Here I need to introduce another thread to the story so you can how it twines together with my story.

My wife’s religious background

My wife grew up in the EUB (Evangelical United Brethren) denomination.  The small church near her, North Bay EUB Church, was a three mile walk from her house, but she attended faithfully during her growing up years.  Later the North Bay EUB Church merged with the Horton Bay EUB Church (about a five mile walk from her home) and then the EUB church merged with the Methodist Church in the mid-1960’s to form the United Methodist Church. 

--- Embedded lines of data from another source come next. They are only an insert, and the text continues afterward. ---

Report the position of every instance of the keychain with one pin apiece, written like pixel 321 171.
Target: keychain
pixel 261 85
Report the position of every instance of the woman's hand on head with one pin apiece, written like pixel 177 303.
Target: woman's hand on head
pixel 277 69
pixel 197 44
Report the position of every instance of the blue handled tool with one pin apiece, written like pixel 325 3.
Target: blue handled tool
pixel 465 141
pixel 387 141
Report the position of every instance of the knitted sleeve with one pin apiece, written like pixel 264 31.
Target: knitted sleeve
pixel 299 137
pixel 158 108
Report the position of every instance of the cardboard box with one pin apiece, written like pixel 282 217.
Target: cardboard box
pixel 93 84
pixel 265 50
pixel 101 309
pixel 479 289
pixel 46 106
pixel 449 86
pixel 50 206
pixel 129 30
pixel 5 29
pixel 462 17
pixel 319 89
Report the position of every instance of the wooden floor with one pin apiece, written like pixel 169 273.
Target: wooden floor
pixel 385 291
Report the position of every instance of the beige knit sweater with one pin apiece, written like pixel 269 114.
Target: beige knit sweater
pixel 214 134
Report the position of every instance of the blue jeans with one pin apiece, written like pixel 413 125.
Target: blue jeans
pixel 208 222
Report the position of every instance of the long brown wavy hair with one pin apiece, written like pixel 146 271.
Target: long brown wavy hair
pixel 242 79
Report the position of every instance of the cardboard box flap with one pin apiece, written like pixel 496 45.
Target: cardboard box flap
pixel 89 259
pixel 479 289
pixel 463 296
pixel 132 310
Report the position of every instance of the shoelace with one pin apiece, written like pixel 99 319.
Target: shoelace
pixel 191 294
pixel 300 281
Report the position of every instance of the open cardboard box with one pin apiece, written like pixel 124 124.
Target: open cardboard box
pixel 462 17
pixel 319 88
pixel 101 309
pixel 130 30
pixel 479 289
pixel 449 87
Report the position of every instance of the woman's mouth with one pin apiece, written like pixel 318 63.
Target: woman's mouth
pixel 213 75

The denomination as a whole was becoming more and more liberal, but the former EUB churches in Northern Michigan still clung to their conservative roots.  Since the pastors in the churches are appointed by the denomination, the denomination was sending a continual stream of new seminary graduates, with the latest in liberal thinking, to these small churches to “convert” them.  At one very vulnerable point in my wife’s life, when she was asking some serious questions, the pastor’s answers did a great deal to destroy the fragile theology that she held.

After graduating from high school, she had a job working in Kilwin’s Bakery in Petoskey.  The owners, Don and Katy Kilwin, took an interest in her.  It was at Don’s recommendation that she began taking classes at NCMC (North Central Michigan College) and then entered the EIP (Education Internship Program) at MSU because of a connection through a relative of theirs.  Don and Katy were also Christian Scientists and so Donna had begun going to church with them as well.  It was because of all this that when she had to spend a quarter (10 weeks) on campus at MSU in the spring of 1970 that she stayed at Asher House.

I was then in graduate school at MSU.  Without going into a lot of detail, I fell in love with Donna the first time we met. By the end of the quarter we were “pinned”, over the summer I visited her nearly every weekend, and at the end of the summer were engaged, then married the following summer. As a result, we were two Christian Scientists when we married.

During the year that we were engaged, I was becoming a little disenchanted with CS myself and was visiting other area churches – I tried Lutheran, Baptist, even Catholic, and a non-denominational church near campus.  CS was no longer satisfying, but I didn’t know what I was looking for or even where to look.  I knew that I was not comfortable with the liturgy in those that were more formal, but nothing was meeting my needs.

When we married and moved back to Connecticut in 1971 it was obvious that the CS church had shrunk drastically since the early 1960’s.  Of the total membership in the Waterbury church, there were only two other individuals besides myself who were younger than my parents.  The nursery was used so infrequently that when there was a child visiting, they had to disinfect all the toys and wipe off the mold that was growing from disuse.  The Sunday school rooms downstairs were no longer used and the ones upstairs were not much better.  It was not something that I felt comfortable going back to.

By this time, Donna was also feeling the need to get back to her “roots” and began shopping for a church which met her needs. Without going into a lot of detail, we eventually decided to both attend another church in the area. I have never looked back.